About the New Activation
The new requirement applies to 5- and 10-Year Treasury Note futures. It is enforced during the last 10 trade dates before First Notice Day in each roll period. Firms submitting more than 5 million Order Entry Quantity per day in these product groups must meet a ratio of 3,000 or less between Order Entry Quantity and executed trades. It ensures that order activity aligns more closely with actual trading interest.
Penalties for Non-Compliance
If a CME Globex Firm ID exceeds the 3,000:1 benchmark, it will face a daily surcharge of $10,000. A second surcharge within the same month and in the same product group will be escalated to CME Market Regulation for further review. These penalties are meant to deter repeated breaches and encourage compliance.
Ongoing Rules
Alongside this new Treasury futures roll scoring ratio, all other existing MEP volume ratios remain in force. Market participants must continue to meet those requirements and also follow the additional Treasury roll-specific ratio.
Benefits for Users
This update will offer these benefits:
Efficient Order Flow
The new ratio ensures that firms place orders more thoughtfully. Traders and investors benefit from cleaner order books with fewer excessive or unnecessary messages.
Improved Market Transparency
CME Group reduces noise in the market by limiting order-to-trade ratios. It helps participants see genuine trading interest more clearly.
Lower Risk of System Congestion
High message traffic can slow down trading systems. The rule reduces this risk and lets investors execute trades more smoothly during roll periods.

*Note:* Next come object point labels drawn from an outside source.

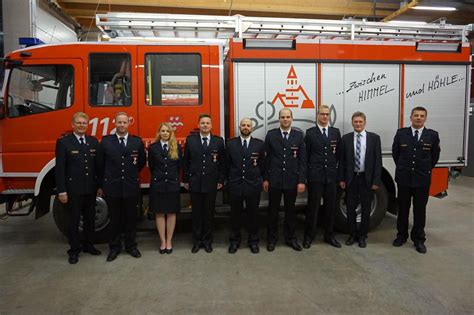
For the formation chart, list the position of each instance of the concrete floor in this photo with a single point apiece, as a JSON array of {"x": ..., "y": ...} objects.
[{"x": 35, "y": 277}]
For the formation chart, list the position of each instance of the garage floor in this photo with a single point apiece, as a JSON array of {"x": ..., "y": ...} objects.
[{"x": 35, "y": 276}]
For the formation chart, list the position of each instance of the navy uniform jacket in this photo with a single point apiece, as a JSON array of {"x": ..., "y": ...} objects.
[
  {"x": 75, "y": 166},
  {"x": 323, "y": 154},
  {"x": 415, "y": 160},
  {"x": 245, "y": 167},
  {"x": 203, "y": 169},
  {"x": 120, "y": 168},
  {"x": 285, "y": 159},
  {"x": 165, "y": 172},
  {"x": 372, "y": 163}
]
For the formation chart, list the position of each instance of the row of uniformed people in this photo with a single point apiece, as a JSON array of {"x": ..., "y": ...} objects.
[{"x": 282, "y": 166}]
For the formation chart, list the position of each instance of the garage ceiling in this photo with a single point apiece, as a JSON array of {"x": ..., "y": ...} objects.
[{"x": 84, "y": 11}]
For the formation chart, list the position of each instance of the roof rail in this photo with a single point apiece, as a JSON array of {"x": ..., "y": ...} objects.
[{"x": 203, "y": 27}]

Stronger Market Discipline
The surcharge and escalation process discourages inefficient behavior. It creates a fairer trading environment where disciplined strategies are rewarded.
Stable Roll Periods
The last 10 trade dates before First Notice Day are crucial. Traders and investors face less disruption and can plan roll strategies with greater confidence with tighter controls.
About CME Group
CME Group is a diverse derivatives marketplace. It offers innumerable futures and options products for risk management. Its exchanges — CME, CBOT, NYMEX, and COMEX — provide multiple global products across all major asset classes. It includes futures and options based on interest rates, equity indexes, foreign exchange, energy, agricultural commodities, metals, weather, and real estate.
Summing Up
CME Group is tightening oversight during the Treasury futures roll period. The rules target firms with high order volumes and ensure their messaging remains efficient. The move strengthens market discipline and helps maintain orderly trading conditions.